Abstract

Few residencies or fellowships provide preparation for the many committee responsibilities facing clinicians in an academic or community hospital. This is unfortunate as these assignments are often rich with educational experiences for trainees and young faculty. Although committee work can be time consuming, some of these hospital committees can be very influential in critical decisions about hospital philosophy. Many of these committees are mandatory infrastructural requirements for hospital accreditation by the Joint Commission, and the medical center leadership can view participation favorably. One committee that integrates squarely into the specialty of medical toxicology is the Pharmacy and Therapeutics (P&T) committee, sometimes aptly named the Formulary Committee.

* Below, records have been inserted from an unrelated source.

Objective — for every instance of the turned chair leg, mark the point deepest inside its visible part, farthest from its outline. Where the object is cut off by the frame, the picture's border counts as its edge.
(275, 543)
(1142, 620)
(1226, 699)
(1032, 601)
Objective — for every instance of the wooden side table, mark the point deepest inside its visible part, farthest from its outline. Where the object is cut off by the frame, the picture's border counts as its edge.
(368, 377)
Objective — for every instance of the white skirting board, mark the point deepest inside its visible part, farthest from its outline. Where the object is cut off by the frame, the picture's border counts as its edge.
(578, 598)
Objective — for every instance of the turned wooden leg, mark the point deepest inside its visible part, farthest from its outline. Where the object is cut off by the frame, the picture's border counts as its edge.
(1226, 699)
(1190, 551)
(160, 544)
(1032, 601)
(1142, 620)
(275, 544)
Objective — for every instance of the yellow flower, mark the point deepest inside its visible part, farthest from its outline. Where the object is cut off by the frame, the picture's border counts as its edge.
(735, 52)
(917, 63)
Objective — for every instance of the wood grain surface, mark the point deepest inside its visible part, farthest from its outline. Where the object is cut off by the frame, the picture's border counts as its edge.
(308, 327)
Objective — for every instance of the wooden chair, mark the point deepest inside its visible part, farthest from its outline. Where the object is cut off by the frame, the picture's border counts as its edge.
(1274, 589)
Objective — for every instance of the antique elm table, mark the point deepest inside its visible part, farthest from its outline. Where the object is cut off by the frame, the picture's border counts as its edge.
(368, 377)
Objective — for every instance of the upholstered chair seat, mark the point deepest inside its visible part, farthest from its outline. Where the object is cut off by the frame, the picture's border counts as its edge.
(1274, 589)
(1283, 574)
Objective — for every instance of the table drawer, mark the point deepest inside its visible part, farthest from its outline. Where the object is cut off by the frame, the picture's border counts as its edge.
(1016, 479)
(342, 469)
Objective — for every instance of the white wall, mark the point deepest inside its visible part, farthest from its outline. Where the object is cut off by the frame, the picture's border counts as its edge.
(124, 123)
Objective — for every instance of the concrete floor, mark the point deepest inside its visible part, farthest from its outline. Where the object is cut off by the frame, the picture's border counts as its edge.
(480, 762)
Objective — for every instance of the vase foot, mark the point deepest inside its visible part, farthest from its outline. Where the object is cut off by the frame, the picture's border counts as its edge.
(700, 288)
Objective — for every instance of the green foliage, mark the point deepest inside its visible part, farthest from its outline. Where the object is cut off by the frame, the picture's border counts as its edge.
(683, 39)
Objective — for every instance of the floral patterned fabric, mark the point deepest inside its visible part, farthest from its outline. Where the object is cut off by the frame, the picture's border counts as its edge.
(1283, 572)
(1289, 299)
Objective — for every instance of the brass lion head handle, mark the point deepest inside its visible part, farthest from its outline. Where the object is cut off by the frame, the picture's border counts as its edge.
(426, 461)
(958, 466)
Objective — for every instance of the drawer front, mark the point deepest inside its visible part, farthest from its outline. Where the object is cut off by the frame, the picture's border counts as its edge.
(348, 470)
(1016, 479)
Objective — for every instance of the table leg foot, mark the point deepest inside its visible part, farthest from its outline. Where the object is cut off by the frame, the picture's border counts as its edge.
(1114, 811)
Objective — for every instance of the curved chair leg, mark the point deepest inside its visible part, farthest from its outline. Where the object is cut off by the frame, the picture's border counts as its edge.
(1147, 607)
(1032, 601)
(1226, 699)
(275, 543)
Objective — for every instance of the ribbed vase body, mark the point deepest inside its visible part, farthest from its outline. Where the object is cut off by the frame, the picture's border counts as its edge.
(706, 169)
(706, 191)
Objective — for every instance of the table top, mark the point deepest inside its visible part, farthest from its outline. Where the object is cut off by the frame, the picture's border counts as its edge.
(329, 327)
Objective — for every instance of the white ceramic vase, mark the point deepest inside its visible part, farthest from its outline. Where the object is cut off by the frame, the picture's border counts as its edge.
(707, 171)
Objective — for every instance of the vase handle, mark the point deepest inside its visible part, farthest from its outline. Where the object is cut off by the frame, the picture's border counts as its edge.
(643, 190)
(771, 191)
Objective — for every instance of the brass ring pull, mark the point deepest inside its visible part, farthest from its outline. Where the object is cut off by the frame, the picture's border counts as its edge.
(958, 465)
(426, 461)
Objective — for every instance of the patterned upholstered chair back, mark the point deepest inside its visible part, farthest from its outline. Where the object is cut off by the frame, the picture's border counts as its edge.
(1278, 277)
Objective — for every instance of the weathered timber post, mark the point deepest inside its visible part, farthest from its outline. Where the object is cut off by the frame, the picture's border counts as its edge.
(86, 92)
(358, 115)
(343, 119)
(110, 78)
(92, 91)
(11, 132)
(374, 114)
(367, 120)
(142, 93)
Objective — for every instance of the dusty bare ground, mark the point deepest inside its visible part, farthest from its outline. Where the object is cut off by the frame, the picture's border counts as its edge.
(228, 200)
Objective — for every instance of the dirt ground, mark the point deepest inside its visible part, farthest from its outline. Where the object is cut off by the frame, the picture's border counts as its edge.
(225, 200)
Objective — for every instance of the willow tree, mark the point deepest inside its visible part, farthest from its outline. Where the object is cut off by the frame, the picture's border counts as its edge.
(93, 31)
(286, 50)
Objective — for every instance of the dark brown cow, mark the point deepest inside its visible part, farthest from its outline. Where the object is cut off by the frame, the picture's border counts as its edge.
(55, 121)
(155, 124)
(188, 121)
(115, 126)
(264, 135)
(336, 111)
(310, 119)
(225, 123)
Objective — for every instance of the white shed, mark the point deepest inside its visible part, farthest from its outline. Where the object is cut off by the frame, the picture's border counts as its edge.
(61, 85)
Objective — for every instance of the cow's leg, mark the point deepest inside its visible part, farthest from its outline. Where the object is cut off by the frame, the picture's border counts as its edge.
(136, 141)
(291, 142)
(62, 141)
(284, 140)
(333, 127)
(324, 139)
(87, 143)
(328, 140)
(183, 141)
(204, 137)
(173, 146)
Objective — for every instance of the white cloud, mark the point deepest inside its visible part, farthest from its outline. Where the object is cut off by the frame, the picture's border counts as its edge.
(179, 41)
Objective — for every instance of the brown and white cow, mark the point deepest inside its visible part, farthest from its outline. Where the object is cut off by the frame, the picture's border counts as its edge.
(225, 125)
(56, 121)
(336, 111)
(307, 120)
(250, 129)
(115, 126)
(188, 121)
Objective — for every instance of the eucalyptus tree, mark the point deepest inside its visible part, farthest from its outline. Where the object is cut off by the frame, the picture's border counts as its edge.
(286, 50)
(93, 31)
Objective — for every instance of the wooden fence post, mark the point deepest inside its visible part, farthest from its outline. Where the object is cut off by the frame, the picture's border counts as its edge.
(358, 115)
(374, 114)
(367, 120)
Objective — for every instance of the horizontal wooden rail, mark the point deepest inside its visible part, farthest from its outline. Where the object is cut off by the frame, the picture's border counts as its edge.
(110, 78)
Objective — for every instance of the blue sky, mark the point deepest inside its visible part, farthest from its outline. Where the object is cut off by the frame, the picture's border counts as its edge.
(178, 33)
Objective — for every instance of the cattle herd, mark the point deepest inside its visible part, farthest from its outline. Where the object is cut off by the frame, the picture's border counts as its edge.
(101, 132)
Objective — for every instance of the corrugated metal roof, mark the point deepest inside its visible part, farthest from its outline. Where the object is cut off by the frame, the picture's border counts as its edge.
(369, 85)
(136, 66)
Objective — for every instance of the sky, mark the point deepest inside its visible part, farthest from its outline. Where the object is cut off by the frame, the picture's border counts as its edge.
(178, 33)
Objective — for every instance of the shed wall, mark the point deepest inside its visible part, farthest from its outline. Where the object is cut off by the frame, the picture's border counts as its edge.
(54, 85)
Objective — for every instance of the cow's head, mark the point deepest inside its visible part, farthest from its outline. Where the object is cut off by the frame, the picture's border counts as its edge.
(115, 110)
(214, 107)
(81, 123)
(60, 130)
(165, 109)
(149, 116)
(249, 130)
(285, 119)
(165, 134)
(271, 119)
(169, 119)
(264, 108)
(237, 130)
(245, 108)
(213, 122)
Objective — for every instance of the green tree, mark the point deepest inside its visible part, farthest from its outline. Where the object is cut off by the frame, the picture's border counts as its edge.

Charged with determining the hospital formulary, decisions are made about the inclusion or exclusion of new pharmacotherapeutic and diagnostic agents for inpatients and outpatients. This committee is typically composed of a multidisciplinary team of pharmacy, physician, nursing, and hospital clinical and administrative leadership. As the tasks and responsibilities of the Pharmacy and Therapeutics committee evolve and increase, more opportunities are created for individual involvement [1, 2]. A survey of the ACMT membership in 2007 revealed that 46% of its medical toxicologists participated in their P&T committee and 14% were chair [ACMT Unpublished data]. In our experience, the unique and relevant perspective of a medical toxicologist has proven to be a welcome, mutually beneficial addition to this committee.